Most computer operating systems available today were designed around presenting an interface paradigm based on a real life prototype. For example, the Linux philosophy is that everything is a file, which is a historic name for an unorganized stream of bytes on a block-storage medium such as a magnetic tape but also a collection of papers stuffed in a manila folder, categorized, and shoved into a metal cabinet in a small back room in an office. The Macintosh took the office theme to heart and pretended the nine-inch visual display it proffered to its operator was a desktop and that everything it presented on that desktop was a document of some sort.

Other modern operating systems are generally a hodgepodge of such paradigms, depending on where they stole their ideas.

With todays technology and user interface expectations, making everything appear as a transfer unit from an archaic form of backing store is quaint and dated. Most users don't confuse their computer screen with the desk it sits on and don't need abstractions beyond what their applications offer them.

What a modern operating system needs is a good API that makes sense. Everything as a file made perfect sense back in the days when they still taught external sorts and m-way tape merges but in todays environment where a diskless workstation might pull pictures off a camera for manipulation and post them to a web server for display, well, something else might be better.

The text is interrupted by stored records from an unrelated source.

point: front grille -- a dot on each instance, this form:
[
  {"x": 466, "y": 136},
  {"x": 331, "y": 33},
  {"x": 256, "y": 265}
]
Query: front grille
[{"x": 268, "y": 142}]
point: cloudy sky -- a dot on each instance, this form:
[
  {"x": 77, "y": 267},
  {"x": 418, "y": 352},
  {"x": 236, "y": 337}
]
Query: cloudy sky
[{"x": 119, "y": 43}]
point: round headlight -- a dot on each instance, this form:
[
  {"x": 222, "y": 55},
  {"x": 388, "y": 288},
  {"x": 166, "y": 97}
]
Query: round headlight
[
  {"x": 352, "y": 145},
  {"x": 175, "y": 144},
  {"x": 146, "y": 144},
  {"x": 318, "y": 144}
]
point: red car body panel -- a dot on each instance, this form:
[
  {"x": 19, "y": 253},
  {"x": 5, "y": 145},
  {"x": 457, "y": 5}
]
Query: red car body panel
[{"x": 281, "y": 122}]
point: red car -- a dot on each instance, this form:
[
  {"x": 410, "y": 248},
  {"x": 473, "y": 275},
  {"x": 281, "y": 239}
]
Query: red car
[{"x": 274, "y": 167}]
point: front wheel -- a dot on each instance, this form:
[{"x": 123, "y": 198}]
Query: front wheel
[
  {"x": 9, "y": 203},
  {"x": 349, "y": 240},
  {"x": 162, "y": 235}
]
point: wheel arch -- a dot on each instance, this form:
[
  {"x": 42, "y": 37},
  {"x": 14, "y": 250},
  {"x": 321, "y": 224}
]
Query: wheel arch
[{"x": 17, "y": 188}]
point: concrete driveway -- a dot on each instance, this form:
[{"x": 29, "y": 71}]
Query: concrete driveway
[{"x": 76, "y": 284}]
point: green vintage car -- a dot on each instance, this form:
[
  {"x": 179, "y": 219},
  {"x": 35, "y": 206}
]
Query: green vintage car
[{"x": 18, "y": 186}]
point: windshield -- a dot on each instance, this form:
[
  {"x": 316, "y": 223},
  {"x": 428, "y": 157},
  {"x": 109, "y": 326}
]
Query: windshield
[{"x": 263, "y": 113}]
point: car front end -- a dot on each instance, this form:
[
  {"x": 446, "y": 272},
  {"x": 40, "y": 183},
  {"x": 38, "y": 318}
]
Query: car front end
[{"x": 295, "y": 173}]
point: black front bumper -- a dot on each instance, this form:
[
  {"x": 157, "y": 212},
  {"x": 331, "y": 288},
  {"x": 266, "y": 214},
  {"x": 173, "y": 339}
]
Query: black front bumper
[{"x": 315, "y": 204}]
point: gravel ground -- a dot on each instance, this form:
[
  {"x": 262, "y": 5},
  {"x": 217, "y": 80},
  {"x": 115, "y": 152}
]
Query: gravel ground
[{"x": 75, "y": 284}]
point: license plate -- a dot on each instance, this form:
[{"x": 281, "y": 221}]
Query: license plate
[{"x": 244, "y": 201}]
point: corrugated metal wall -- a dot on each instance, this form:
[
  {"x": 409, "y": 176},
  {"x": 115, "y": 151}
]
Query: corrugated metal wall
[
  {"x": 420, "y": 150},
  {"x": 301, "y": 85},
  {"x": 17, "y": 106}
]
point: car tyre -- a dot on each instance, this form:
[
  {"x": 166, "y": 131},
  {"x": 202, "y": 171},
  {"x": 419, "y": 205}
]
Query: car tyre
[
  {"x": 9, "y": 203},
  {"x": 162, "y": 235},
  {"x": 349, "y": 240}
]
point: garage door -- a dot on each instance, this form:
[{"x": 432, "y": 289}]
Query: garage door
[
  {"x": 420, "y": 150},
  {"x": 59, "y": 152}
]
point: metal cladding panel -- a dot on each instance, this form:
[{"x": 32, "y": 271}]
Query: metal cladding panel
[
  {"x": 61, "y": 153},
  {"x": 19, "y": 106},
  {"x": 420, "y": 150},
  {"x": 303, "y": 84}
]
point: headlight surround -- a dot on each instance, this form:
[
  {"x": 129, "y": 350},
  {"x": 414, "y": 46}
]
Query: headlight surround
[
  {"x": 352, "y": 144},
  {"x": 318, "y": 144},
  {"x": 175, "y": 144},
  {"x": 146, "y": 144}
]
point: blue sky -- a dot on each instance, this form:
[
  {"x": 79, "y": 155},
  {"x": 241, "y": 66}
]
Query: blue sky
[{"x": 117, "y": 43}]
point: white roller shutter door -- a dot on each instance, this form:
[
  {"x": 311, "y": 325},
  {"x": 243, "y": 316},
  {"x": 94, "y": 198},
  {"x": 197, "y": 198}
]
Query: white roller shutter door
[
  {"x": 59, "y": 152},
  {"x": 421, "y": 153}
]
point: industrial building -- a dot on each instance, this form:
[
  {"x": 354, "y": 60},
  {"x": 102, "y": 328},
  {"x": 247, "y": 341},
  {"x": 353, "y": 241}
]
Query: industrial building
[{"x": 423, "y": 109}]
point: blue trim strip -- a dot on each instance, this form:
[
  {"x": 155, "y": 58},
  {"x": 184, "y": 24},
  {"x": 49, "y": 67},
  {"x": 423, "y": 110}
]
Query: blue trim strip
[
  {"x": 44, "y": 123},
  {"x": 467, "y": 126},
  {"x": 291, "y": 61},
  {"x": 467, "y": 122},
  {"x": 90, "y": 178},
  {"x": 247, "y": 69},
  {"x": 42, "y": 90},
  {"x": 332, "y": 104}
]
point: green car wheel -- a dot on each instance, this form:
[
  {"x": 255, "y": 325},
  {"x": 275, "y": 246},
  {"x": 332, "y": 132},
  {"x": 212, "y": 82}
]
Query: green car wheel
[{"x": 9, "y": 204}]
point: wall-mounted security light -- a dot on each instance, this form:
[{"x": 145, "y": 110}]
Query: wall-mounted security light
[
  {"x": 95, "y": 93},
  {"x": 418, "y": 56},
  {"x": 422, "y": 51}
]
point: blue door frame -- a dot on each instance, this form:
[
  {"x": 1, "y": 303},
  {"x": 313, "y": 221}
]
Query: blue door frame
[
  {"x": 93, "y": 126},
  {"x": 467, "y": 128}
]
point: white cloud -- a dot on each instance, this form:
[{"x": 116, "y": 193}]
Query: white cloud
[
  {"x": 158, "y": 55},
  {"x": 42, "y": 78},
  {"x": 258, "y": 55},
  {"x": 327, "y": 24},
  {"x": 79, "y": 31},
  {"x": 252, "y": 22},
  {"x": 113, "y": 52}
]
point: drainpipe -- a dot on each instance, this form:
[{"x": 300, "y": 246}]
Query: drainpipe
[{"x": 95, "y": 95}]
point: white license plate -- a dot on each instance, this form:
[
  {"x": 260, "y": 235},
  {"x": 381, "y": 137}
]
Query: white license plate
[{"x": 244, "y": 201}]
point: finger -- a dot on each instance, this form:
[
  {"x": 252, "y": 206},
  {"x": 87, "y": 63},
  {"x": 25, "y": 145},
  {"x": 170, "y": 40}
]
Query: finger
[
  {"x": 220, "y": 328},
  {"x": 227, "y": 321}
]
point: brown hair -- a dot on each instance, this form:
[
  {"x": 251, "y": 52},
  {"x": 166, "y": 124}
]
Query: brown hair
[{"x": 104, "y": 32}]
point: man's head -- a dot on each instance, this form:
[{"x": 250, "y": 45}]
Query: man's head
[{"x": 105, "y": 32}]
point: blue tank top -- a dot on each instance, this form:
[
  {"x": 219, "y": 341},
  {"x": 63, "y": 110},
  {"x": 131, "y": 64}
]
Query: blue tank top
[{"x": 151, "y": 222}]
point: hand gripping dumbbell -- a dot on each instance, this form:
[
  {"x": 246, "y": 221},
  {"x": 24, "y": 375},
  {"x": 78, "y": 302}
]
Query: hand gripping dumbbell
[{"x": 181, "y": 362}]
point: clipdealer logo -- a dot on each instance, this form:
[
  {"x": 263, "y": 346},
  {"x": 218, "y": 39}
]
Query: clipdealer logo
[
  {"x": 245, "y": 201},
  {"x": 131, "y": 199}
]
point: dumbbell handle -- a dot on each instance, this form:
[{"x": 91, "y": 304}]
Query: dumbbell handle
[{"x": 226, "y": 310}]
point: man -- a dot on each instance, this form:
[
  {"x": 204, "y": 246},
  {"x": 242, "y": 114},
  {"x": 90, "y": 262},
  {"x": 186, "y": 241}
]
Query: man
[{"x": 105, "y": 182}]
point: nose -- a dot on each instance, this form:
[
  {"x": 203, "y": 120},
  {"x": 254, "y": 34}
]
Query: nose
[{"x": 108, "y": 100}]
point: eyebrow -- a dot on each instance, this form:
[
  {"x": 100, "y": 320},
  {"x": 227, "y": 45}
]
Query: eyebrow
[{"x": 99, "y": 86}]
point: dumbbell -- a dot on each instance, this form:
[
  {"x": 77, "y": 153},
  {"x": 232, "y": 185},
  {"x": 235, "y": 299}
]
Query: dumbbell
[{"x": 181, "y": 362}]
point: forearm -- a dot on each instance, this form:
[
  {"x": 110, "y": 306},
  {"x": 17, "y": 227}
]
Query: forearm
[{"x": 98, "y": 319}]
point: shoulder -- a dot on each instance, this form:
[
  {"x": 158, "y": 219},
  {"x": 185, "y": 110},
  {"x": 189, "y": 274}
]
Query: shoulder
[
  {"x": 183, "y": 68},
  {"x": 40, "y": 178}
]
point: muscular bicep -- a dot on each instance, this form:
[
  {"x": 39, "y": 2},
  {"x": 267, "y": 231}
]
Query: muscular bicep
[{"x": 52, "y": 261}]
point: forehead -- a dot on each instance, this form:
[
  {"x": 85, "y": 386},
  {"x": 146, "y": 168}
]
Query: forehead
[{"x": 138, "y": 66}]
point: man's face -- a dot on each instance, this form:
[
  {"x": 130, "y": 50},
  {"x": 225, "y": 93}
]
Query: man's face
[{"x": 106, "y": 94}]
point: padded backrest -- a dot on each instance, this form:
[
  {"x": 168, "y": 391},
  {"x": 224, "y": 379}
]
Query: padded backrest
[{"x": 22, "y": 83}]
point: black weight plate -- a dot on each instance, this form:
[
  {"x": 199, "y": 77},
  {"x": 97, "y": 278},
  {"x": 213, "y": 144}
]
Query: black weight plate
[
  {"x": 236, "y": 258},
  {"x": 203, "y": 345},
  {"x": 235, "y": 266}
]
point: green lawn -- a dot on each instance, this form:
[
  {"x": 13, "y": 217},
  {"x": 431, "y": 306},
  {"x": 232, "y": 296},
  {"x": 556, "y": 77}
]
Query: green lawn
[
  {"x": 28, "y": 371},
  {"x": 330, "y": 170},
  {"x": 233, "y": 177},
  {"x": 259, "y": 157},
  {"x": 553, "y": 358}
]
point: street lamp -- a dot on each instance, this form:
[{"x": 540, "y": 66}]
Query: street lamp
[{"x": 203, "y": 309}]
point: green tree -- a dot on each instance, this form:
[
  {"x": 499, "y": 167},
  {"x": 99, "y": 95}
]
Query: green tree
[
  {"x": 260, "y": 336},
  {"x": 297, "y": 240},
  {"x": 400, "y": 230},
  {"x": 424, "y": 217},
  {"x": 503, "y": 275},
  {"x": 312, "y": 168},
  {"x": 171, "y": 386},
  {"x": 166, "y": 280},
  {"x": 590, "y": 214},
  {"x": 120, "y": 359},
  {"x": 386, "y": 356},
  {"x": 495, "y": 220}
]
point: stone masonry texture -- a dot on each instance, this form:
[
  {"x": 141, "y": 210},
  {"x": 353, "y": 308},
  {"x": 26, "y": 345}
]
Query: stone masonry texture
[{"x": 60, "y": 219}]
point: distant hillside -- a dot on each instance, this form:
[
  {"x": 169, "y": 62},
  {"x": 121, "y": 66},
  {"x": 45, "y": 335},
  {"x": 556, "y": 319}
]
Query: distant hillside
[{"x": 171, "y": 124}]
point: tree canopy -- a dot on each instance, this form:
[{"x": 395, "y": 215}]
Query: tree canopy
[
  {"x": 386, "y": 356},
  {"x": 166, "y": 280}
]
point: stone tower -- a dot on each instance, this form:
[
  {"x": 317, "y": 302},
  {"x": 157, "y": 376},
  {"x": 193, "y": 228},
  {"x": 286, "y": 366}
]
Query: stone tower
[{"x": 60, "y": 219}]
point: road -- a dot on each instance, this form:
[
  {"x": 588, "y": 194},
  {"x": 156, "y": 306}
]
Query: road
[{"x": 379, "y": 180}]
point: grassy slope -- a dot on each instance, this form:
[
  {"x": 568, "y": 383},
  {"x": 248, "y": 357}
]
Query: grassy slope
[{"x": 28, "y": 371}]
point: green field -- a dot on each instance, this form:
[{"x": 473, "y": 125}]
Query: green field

What Zygomatic does is present an API, the programmer's point of view, based on the idea that everything is an iterable container. Iterators operate over containers and can be operated on by algorithms. The best exemplar of this concept is the C++ standard library, but the goal of ZYgomatic is to present an entire OS API using these concepts.

The initial target hardware for the Zygomatic reference implementation is the industry-standard ia32 architecture.

The full zygomatic system will encompass a core distribution of the zygoma kernel, base API libraries, basic device driver modules, and a minimum of ported development tools sufficient to make the system self-hosting. More complete distributions would fall outside the scope if this project.